Out of sheer curiosity, today I called her to ask a few questions about the place. She said I better ask her husband. So I asked the asking price, which, after that I should have stopped, because the truth is, there is NO WAY I would pay that even if I had it! But I figured I would just ask a few more questions......
after I finished with them, I said, thank you for your time, we just thought we should know a bit more as we enter into prayer about this.
Wouldn't it just have been great if that is all that was said? Wait, it gets really interesting from here on out:
He said, "well, I have something to say to you. I won't even consider selling it to you with how obese you are. If you can lose about a hundred pounds, I might consider it. But I just can't sell it to someone who is as obese as you are. Now, I am sorry if that hurts your feelings, but I just have to be honest with you."
I think I have a pretty grown up beef with these comments. I understand that he thinks his farm is a lot of work. And I also understand that it is not good to be extremely overweight. It is hard on your body and it does make life more difficult. But, I believe that I am a very hard worker. There are many days each week when I do not even sit down. I am baking, cooking, cleaning, and waiting on customers for the entire time we are open at the shop, sometimes up to 10.5 hours. Now, every day is not like that, but some are and I think that is hard work. I am tired at the end of the day. I don't even get paid for what I do. If I am blessed enough to have kind customers give me tips, they go in my gas tank. I know that it will be easier as I continue to lose weight. But I have to keep taking it slow, or I will just do what I have done my entire life, and that is put it back on and then some. Weight issues are not always about deeper issues............I have worked though a lot of my deeper issues, now it is time to make good choices. I don't eat for comfort anymore. That is a huge thing! I just need to make good choices when it is time for a meal. We have been working on that. It is working. I have gone down one size in my jeans in the last month just from the changes we are making. I think that is great! I am going to keep going. But am I going to do it because of what he said? No. I am going to continue on and hope and pray that all discrimination will end someday.
I sure am glad that God doesn't look at us the way the farmer guy does. I am glad that he sees our hearts. That he knows our thoughts. That he loves us anyway:)
and...........
I hope the farmer watches who he say this to, so he doesn't have a lawsuit on his hands.
Randominity
So, 2 weeks ago we had "church" at the coffeehouse with my dad, step mom, brother, and the twins, this is what we discussed:
Maddy shared and talked about what Jesus looks like. (1peter1:8)
Haylee talked about how important we are to God and that he wants us to take care of what he has made.
Then we all said one thing that we thought we could do to help:
1. Be less selfish
2. Love your neighbor
3. Meet practical needs
4. Spread the word
5. Feed the poor
6. Pick up litter and Recycle
7. Give
8. Be wise with your money
9. Count your blessings
I think this is amazing.
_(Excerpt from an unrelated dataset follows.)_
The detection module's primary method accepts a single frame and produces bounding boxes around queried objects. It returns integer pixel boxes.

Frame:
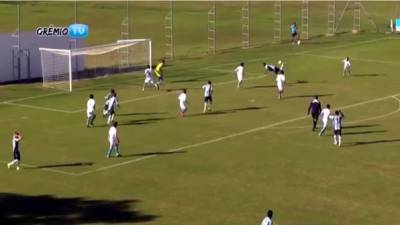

This is the church (us, as believers, in action).
John 16:31-33 says
"Jesus answered them, "Do you finally believe? In fact, you're about to make a run for it--saving your own skins and abandoning me. But I'm not abandoned. The Father is with me. I've told you this so that trusting me, you will be unshakable and assured, deeply at peace. In this godless world you will continue to experience difficulties. But take heart! I've conquered the world!"
Monday, December 28, 2009
Rest
Sunday, December 27, 2009
It was a Merry Christmas:)
All in all, it was wonderful. We ended up staying at my mom's for 3 nights. We drove a bit, ate a bit, saw a lot of family, talked a lot, watched too many episodes of What Not to Wear, and got to encourage one another. Back to the real world tomorrow though. Back to making lattes, soup and scones. I hope you are all well.
Tuesday, December 22, 2009
Email and noisy neighbors
The store next to us is doing construction. They have been for quite some time now. Anyway today, they were going through the ceiling to put in a vent system. Yeah. the ceiling. It all seemed so unreal, the whole place was shaking and the pictures on the wall were almost falling off. And then, okay, I am going to stop the rant on this one. It is over. No need to beat that dead horse.
Hope you have a great Tuesday.
Jenny, Stefano will be here soon. Don't worry.